Постепенно охрана военных, экономических и прочих секретов (очень часто — секретов Полишинеля) стала доминирующей в практике Главлита, оттесняя на второй план политическую и идеологическую цензуру, тем более что исполнение её всё больше и больше брали на себя редакторы и сами авторы.
Охране гостайн в печати уделено внимание в особом постановлении ЦК ВКП(б) от 5 апреля 1931 года, в котором очерчен круг вопросов, на который органы цензуры должны обратить первостепенное внимание в процессе предварительного контроля. К ним, помимо политико-идеологических, отнесены вопросы экономики, статистики, медицинского обслуживания, военного дела и даже метеорологии. С этой поры воцарилась ведомственная тайна, ибо все такие материалы Главлит мог разрешить к печати только «при наличии виз» их руководителей. Они же, как говорилось в постановлении, «должны ежемесячно представлять в Главлит перечень сведений, которые являются государственной тайной». Другими словами, они сами могли объявить государственной тайной всё, что им выгодно по тем или иным причинам или что вообще заблагорассудится. Различные министерства (тогда — наркоматы) необычайно широко воспользовались таким правом и, несмотря на ликвидацию Главлита и отмену цензуры, пользуются им до сих пор — особенно в области экологической безопасности.
Чем болели сексоты ГПУ
Из «Отчёта Петрогублита за 1923/24 год»[65]

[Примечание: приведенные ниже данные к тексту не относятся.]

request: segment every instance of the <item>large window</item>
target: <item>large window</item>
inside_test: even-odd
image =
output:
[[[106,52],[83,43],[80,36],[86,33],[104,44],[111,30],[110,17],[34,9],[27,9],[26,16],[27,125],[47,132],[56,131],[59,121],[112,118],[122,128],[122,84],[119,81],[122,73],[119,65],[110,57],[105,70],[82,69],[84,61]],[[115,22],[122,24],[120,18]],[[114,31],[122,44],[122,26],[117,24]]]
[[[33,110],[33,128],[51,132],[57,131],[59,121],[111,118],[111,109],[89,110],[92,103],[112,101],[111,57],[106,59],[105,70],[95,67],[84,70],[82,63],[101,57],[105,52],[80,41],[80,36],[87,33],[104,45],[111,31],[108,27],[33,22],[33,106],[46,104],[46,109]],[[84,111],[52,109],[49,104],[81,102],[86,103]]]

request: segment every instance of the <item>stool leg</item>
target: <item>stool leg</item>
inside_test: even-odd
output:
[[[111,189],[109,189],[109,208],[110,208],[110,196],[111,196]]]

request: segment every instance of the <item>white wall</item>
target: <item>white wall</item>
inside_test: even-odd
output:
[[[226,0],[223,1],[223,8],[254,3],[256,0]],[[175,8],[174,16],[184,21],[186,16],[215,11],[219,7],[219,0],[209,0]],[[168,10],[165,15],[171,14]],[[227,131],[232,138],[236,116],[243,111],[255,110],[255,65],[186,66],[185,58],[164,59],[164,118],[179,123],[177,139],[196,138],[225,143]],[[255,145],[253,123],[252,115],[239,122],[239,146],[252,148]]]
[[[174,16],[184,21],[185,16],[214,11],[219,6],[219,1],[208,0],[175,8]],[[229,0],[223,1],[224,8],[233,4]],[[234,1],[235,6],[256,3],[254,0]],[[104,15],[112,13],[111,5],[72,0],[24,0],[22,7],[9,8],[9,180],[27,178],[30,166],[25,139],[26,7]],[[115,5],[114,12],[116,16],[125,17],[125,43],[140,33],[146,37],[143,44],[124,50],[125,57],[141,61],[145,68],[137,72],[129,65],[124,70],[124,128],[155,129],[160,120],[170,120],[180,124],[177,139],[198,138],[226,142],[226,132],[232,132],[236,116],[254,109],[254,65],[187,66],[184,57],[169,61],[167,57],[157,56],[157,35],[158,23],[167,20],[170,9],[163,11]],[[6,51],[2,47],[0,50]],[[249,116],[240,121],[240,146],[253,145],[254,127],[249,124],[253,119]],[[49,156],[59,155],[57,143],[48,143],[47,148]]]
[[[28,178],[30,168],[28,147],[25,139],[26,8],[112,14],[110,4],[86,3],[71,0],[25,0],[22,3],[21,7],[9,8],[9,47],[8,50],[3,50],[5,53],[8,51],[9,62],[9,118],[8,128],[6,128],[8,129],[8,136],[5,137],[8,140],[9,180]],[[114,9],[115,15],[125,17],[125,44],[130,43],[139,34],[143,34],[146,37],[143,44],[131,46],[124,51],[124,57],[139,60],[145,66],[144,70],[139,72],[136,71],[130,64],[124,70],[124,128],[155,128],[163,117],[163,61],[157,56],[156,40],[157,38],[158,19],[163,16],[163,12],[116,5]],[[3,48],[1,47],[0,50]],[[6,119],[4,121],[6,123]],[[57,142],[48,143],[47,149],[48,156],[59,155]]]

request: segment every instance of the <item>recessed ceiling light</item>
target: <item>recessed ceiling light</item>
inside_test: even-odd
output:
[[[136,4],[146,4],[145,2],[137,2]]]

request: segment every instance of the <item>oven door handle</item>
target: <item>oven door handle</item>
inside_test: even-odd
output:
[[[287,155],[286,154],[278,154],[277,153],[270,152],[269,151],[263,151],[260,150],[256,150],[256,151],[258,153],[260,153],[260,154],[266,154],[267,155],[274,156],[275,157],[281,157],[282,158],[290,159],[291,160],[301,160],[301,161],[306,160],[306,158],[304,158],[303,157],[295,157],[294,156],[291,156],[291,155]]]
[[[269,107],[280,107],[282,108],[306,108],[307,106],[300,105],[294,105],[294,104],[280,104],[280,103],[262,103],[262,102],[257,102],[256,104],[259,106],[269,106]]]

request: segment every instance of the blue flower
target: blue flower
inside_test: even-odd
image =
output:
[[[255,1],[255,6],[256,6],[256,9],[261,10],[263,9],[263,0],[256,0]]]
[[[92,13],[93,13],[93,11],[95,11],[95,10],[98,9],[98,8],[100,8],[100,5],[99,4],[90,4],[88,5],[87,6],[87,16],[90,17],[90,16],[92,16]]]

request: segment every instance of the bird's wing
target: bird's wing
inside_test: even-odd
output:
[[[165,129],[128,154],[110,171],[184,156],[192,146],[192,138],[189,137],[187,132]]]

:«ГПУ, в частности Политконтроль ГПУ, — это тот орган, с которым Гублиту больше всего и чаще всего приходится иметь дело и держать самый тесный контакт. Политконтроль осуществляет последующий контроль изданий, предварительно разрешённых Гублитом, и привлекает всех нарушителей закона и правил о цензуре. Гублитом зачастую выполняются задания, исходящие из Политконтроля, которые он по тем или иным причинам не может взять на себя в целях конспирации, и наоборот. В отношении просмотра изданий (предварительного) также бывают случаи совещаний с Политконтролем и обязательная отсылка копий отзывов о запрещённых изданиях для сведения и установления источника получения оригиналов. В большинстве случаев последнее приходится выполнять Гублиту, как учреждению расшифрованному. Политконтроль не всегда достигает цели. (…) Всё, что мог при контроле установить представитель Гублита, не установит представитель ГПУ, перед которым язык и голова слишком неразговорчивы и настороже (!)».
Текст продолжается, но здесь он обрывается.